I have some data (approximatly 5 Mio of items in 1500 tables, 10GB) in azure tables. The entities can be large and contain some serialized binary data in the protobuf format.
I have to process all of them and transform it to another structure. This processing is not thread safe. I also process some data from a mongodb replica set using the same code (the mongodb is hosted in another datacenter).
For debugging purposes I log the throughput and realized that it is very low. With mongodb I have a throughput of 5000 items / sec, with azure table storage only 30 items per second.
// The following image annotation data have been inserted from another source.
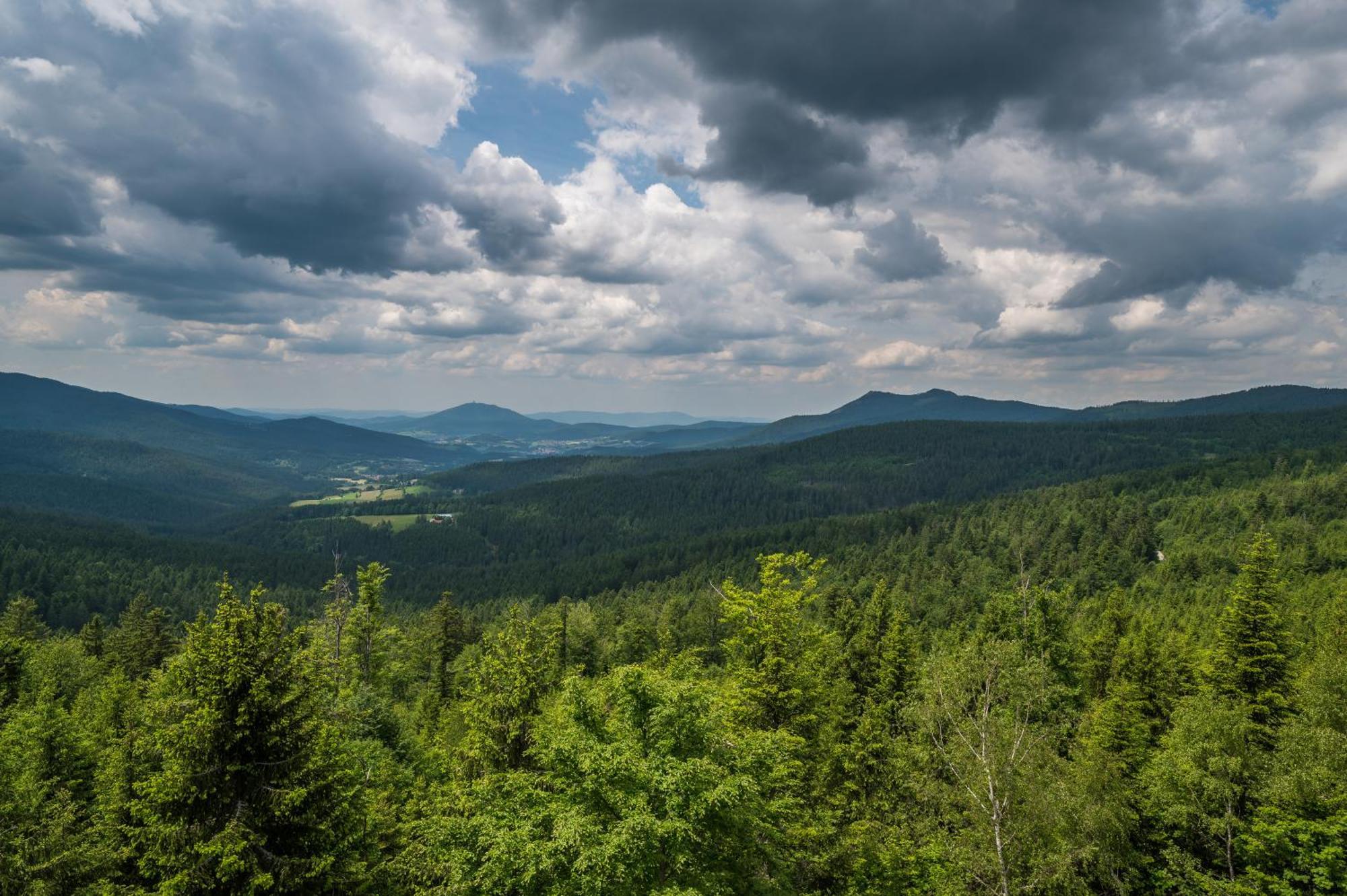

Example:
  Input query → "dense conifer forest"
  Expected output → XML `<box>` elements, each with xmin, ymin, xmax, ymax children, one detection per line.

<box><xmin>0</xmin><ymin>434</ymin><xmax>1347</xmax><ymax>896</ymax></box>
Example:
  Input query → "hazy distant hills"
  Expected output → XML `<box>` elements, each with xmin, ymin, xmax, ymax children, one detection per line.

<box><xmin>224</xmin><ymin>386</ymin><xmax>1347</xmax><ymax>457</ymax></box>
<box><xmin>345</xmin><ymin>401</ymin><xmax>756</xmax><ymax>454</ymax></box>
<box><xmin>726</xmin><ymin>386</ymin><xmax>1347</xmax><ymax>446</ymax></box>
<box><xmin>734</xmin><ymin>389</ymin><xmax>1071</xmax><ymax>446</ymax></box>
<box><xmin>525</xmin><ymin>411</ymin><xmax>770</xmax><ymax>428</ymax></box>
<box><xmin>1072</xmin><ymin>386</ymin><xmax>1347</xmax><ymax>420</ymax></box>
<box><xmin>352</xmin><ymin>401</ymin><xmax>563</xmax><ymax>439</ymax></box>
<box><xmin>0</xmin><ymin>373</ymin><xmax>481</xmax><ymax>473</ymax></box>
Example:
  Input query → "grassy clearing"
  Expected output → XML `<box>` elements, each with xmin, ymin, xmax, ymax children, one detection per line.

<box><xmin>290</xmin><ymin>485</ymin><xmax>430</xmax><ymax>507</ymax></box>
<box><xmin>352</xmin><ymin>514</ymin><xmax>420</xmax><ymax>531</ymax></box>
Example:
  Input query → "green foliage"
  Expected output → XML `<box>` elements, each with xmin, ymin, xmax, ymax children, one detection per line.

<box><xmin>0</xmin><ymin>438</ymin><xmax>1347</xmax><ymax>896</ymax></box>
<box><xmin>1211</xmin><ymin>531</ymin><xmax>1288</xmax><ymax>740</ymax></box>
<box><xmin>131</xmin><ymin>581</ymin><xmax>364</xmax><ymax>893</ymax></box>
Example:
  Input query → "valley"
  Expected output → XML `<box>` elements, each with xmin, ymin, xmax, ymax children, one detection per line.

<box><xmin>0</xmin><ymin>368</ymin><xmax>1347</xmax><ymax>896</ymax></box>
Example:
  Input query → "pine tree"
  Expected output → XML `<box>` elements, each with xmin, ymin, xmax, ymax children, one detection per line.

<box><xmin>79</xmin><ymin>613</ymin><xmax>104</xmax><ymax>659</ymax></box>
<box><xmin>1211</xmin><ymin>531</ymin><xmax>1288</xmax><ymax>744</ymax></box>
<box><xmin>131</xmin><ymin>581</ymin><xmax>362</xmax><ymax>893</ymax></box>
<box><xmin>430</xmin><ymin>590</ymin><xmax>469</xmax><ymax>701</ymax></box>
<box><xmin>721</xmin><ymin>551</ymin><xmax>836</xmax><ymax>734</ymax></box>
<box><xmin>104</xmin><ymin>594</ymin><xmax>172</xmax><ymax>679</ymax></box>
<box><xmin>458</xmin><ymin>607</ymin><xmax>559</xmax><ymax>778</ymax></box>
<box><xmin>350</xmin><ymin>562</ymin><xmax>392</xmax><ymax>685</ymax></box>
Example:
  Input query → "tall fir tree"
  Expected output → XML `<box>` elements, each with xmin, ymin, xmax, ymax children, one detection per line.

<box><xmin>1211</xmin><ymin>531</ymin><xmax>1289</xmax><ymax>745</ymax></box>
<box><xmin>131</xmin><ymin>581</ymin><xmax>364</xmax><ymax>893</ymax></box>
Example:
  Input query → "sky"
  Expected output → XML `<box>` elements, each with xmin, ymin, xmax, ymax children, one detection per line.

<box><xmin>0</xmin><ymin>0</ymin><xmax>1347</xmax><ymax>417</ymax></box>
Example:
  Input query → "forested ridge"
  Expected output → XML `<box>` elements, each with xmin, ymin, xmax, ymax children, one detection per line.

<box><xmin>0</xmin><ymin>446</ymin><xmax>1347</xmax><ymax>893</ymax></box>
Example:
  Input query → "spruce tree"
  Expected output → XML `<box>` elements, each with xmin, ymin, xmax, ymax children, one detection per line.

<box><xmin>131</xmin><ymin>581</ymin><xmax>362</xmax><ymax>893</ymax></box>
<box><xmin>1211</xmin><ymin>531</ymin><xmax>1288</xmax><ymax>744</ymax></box>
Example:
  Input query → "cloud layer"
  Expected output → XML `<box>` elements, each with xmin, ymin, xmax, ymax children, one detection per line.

<box><xmin>0</xmin><ymin>0</ymin><xmax>1347</xmax><ymax>413</ymax></box>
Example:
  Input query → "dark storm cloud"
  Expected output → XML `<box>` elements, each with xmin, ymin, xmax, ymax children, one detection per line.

<box><xmin>0</xmin><ymin>4</ymin><xmax>457</xmax><ymax>273</ymax></box>
<box><xmin>466</xmin><ymin>0</ymin><xmax>1199</xmax><ymax>137</ymax></box>
<box><xmin>0</xmin><ymin>231</ymin><xmax>337</xmax><ymax>323</ymax></box>
<box><xmin>855</xmin><ymin>211</ymin><xmax>950</xmax><ymax>281</ymax></box>
<box><xmin>0</xmin><ymin>131</ymin><xmax>98</xmax><ymax>238</ymax></box>
<box><xmin>1057</xmin><ymin>201</ymin><xmax>1347</xmax><ymax>308</ymax></box>
<box><xmin>665</xmin><ymin>89</ymin><xmax>874</xmax><ymax>206</ymax></box>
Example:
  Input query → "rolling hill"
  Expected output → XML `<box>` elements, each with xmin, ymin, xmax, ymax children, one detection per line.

<box><xmin>0</xmin><ymin>373</ymin><xmax>482</xmax><ymax>473</ymax></box>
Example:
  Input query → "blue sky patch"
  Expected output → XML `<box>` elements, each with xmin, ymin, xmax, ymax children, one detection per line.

<box><xmin>436</xmin><ymin>65</ymin><xmax>601</xmax><ymax>183</ymax></box>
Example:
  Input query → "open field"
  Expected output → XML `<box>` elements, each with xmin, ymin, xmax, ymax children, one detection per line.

<box><xmin>290</xmin><ymin>485</ymin><xmax>430</xmax><ymax>507</ymax></box>
<box><xmin>352</xmin><ymin>514</ymin><xmax>420</xmax><ymax>531</ymax></box>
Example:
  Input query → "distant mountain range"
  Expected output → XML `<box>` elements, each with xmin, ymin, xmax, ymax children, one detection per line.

<box><xmin>0</xmin><ymin>373</ymin><xmax>1347</xmax><ymax>524</ymax></box>
<box><xmin>342</xmin><ymin>401</ymin><xmax>757</xmax><ymax>456</ymax></box>
<box><xmin>205</xmin><ymin>386</ymin><xmax>1347</xmax><ymax>456</ymax></box>
<box><xmin>729</xmin><ymin>386</ymin><xmax>1347</xmax><ymax>446</ymax></box>
<box><xmin>524</xmin><ymin>411</ymin><xmax>770</xmax><ymax>428</ymax></box>
<box><xmin>0</xmin><ymin>373</ymin><xmax>481</xmax><ymax>473</ymax></box>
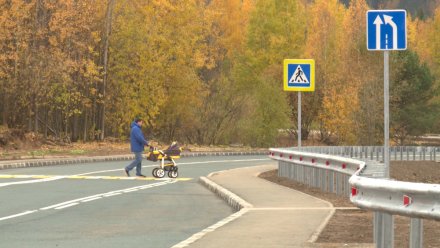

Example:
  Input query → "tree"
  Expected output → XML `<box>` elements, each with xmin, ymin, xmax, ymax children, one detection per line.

<box><xmin>390</xmin><ymin>50</ymin><xmax>440</xmax><ymax>145</ymax></box>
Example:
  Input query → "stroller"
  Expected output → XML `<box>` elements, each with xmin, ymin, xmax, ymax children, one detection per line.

<box><xmin>147</xmin><ymin>142</ymin><xmax>182</xmax><ymax>178</ymax></box>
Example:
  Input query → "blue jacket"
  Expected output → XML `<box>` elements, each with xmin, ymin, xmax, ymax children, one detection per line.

<box><xmin>130</xmin><ymin>122</ymin><xmax>148</xmax><ymax>152</ymax></box>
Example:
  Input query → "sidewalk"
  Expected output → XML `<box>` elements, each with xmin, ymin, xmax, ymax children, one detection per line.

<box><xmin>187</xmin><ymin>163</ymin><xmax>334</xmax><ymax>248</ymax></box>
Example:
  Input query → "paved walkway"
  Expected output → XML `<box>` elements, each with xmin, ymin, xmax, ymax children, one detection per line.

<box><xmin>186</xmin><ymin>163</ymin><xmax>334</xmax><ymax>248</ymax></box>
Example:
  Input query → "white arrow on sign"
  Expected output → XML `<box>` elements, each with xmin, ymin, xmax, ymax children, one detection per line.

<box><xmin>373</xmin><ymin>15</ymin><xmax>383</xmax><ymax>49</ymax></box>
<box><xmin>384</xmin><ymin>15</ymin><xmax>397</xmax><ymax>49</ymax></box>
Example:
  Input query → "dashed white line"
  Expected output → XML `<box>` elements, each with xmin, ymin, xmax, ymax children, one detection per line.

<box><xmin>81</xmin><ymin>197</ymin><xmax>102</xmax><ymax>202</ymax></box>
<box><xmin>0</xmin><ymin>210</ymin><xmax>38</xmax><ymax>221</ymax></box>
<box><xmin>0</xmin><ymin>179</ymin><xmax>179</xmax><ymax>221</ymax></box>
<box><xmin>55</xmin><ymin>202</ymin><xmax>79</xmax><ymax>210</ymax></box>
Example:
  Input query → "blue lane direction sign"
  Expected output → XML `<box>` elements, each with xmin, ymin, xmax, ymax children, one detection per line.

To improve the performance I try to use TPL dataflow, but it doesnt help:
public async Task QueryAllAsync(Action<StoredConnectionSetModel> handler)
{
List<CloudTable> tables = await QueryAllTablesAsync(companies, minDate);
ActionBlock<StoredConnectionSetModel> handlerBlock = new ActionBlock<StoredConnectionSetModel>(handler, new ExecutionDataflowBlockOptions { MaxDegreeOfParallelism = 1 });
ActionBlock<CloudTable> downloaderBlock = new ActionBlock<CloudTable>(x => QueryTableAsync(x, s => handlerBlock.Post(s), completed), new ExecutionDataflowBlockOptions { MaxDegreeOfParallelism = 20 });
foreach (CloudTable table in tables)
{
downloaderBlock.Post(table);
}
}
private static async Task QueryTableAsync(CloudTable table, Action<StoredConnectionSetModel> handler)
{
TableQuery<AzureTableEntity<StoredConnectionSetModel>> query = new TableQuery<AzureTableEntity<StoredConnectionSetModel>>();
TableContinuationToken token = null;
do
{
TableQuerySegment<AzureTableEntity<StoredConnectionSetModel>> segment = await table.ExecuteQuerySegmentedAsync<AzureTableEntity<StoredConnectionSetModel>>(query, token);
foreach (var entity in segment.Results)
{
handler(entity.Entity);
}
token = segment.ContinuationToken;
}
while (token != null)
}
I run the batch process on my local machine (with 100mbit connection) and in azure (as worker role) and it is very strange, that the throughput on my machine is higher (100 items / sec) than on azure. I reach my max capacity of the internet connection locally but the worker role should not have this 100mbit limitation I hope.
How can I increase the throughput? I have no ideas what is going wrong here.
EDIT: I realized that I was wrong with the 30items per second. It is often higher (100/sec), depending on the size of the items I guess. According to the documentation (http://azure.microsoft.com/en-us/documentation/articles/storage-performance-checklist/#subheading10) there is a limit:
The scalability limit for accessing tables is up to 20,000 entities (1KB each) per second for an account. This are only 19MB / sec, not so impressive, if you keep in mind, that there are also normal requests from the production system). Probably I test it to use multiple accounts.
EDIT #2: I made two single tests, starting with a list of 500 keys [1...500] (Pseudo Code)
Test#1 Old approach (TABLE 1)
foreach (key1 in keys)
foreach (key2 in keys)
insert new Entity { paritionkey = key1, rowKey = key2 }
Test#2 New approach (TABLE 2)
numpartitions = 100
foreach (key1 in keys)
foreach (key2 in keys)
insert new Entity { paritionkey = (key1 + key2).GetHashCode() % numParitions, rowKey = key1 + key2 }
Each entity gets another property with 10KB of random text data.
Then I made the query tests, in the first case I just query all entities from Table 1 in one thread (sequential)
In the next test I create on task for each partitionkey and query all entities from Table 2 (parallel). I know that the test is no that good, because in my production environment I have a lot more partitions than only 500 per table, but it doesnt matter. At least the second attempt should perform well.
It makes no difference. My max throughput is 600 entities/sec, varying from 200 to 400 the most of the time. The documentation says that I can query 20.000 entities / sec (with 1 KB each), so I should get at least 1500 or so in average, I think. I tested it on a machine with 500MBit internet connection and I only reached about 30mbit, so this should not be the problem.